Unnamed: 0,ARRESTTIME,OFFENSES,INCIDENTNEIGHBORHOOD,X,Y
994,2016-09-04T10:25:00,2701 Simple Assault.,Spring Hill-City View,-79.992562,40.469746
995,2016-09-04T17:29:00,9501 Bench Warrant,Central Northside,-80.005968,40.458993
996,2016-09-04T17:40:00,5123 Contraband. / 13(a)(16) Possession of Con...,Esplen,-80.053303,40.463699
997,2016-09-07T10:38:00,2701 Simple Assault. / 5123 Contraband. / 13(a...,Beechview,-80.017805,40.408521
998,2016-09-07T10:38:00,2701 Simple Assault. / 2705 Recklessy Endanger...,Beechview,-80.017805,40.408521


As you can see, I pulled 1000 arrests (ID numbers 0 - 999). 

In [6]:
table = {}
for index, row in newarrest.iterrows():
    if type(row["INCIDENTNEIGHBORHOOD"]) == float:
        continue
    name = row["INCIDENTNEIGHBORHOOD"]
    if name == None:
        continue
    table[name] = 0
    
for index, row in newarrest.iterrows():
    if type(row["INCIDENTNEIGHBORHOOD"]) == float:
        continue
    name = row["INCIDENTNEIGHBORHOOD"]
    if name == None:
        continue
    table[name] = table[name] + 1 or 1
        
        
for i in table:
    print(i + ": " + str(table[i]), end = " ")
    print()

Bloomfield: 17 
Outside City: 7 
Westwood: 6 
East Allegheny: 49 
Crafton Heights: 12 
Greenfield: 8 
Brookline: 25 
Regent Square: 2 
East Liberty: 21 
East Hills: 24 
Carrick: 30 
Allegheny Center: 29 
South Side Flats: 58 
Sheraden: 27 
East Carnegie: 2 
Golden Triangle/Civic Arena: 73 
Point Breeze North: 6 
Perry South: 17 
Allentown: 14 
North Shore: 20 
Marshall-Shadeland: 14 
Central Oakland: 16 
Middle Hill: 11 
Strip District: 9 
Lincoln-Lemington-Belmar: 16 
Central Northside: 17 
Troy Hill-Herrs Island: 5 
Highland Park: 10 
Homewood North: 30 
Northview Heights: 11 
Brighton Heights: 12 
Hazelwood: 21 
Perry North: 9 
Bedford Dwellings: 7 
Elliott: 18 
Beechview: 21 
Fineview: 20 
Glen Hazel: 4 
Spring Hill-City View: 8 
Bluff: 12 
Manchester: 2 
Homewood West: 15 
Outside County: 5 
Point Breeze: 3 
Homewood South: 28 
Squirrel Hill South: 7 
Terrace Village: 7 
Upper Lawrenceville: 2 
Arlington: 6 
South Side Slopes: 10 
Lower Lawrenceville: 3 
Garfield: 10 
Lincoln Plac

Unfortunately, this is broken at the moment.

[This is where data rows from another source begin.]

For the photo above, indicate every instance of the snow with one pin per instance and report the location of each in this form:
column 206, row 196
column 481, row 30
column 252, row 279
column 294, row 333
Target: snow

It may be broke due to a bad coding line, but it will be finished. 

In [None]:
combined_data = {
    'Offenses': [],
    'Locations': []
}

for i in table:
    combined_data["Offenses"].append(int(table[i]))
    if type(i) == float:
        i = 0
    combined_data["Locations"].append(i)    
    
newarrest = pd.DataFrame(combined_data)
plt.figure(figsize = (15,6))
plt.bar(newarrest['Locations'], newarrest['Offenses'], color='skyblue')
plt.xlabel('Neighborhoods')
plt.ylabel('Number of Arrests')
plt.title('Number of Arrests per Neighborhood')
plt.xticks(rotation=90)
plt.show()

This doesn't work either because the table isn't working. Once the table works, this will work fine.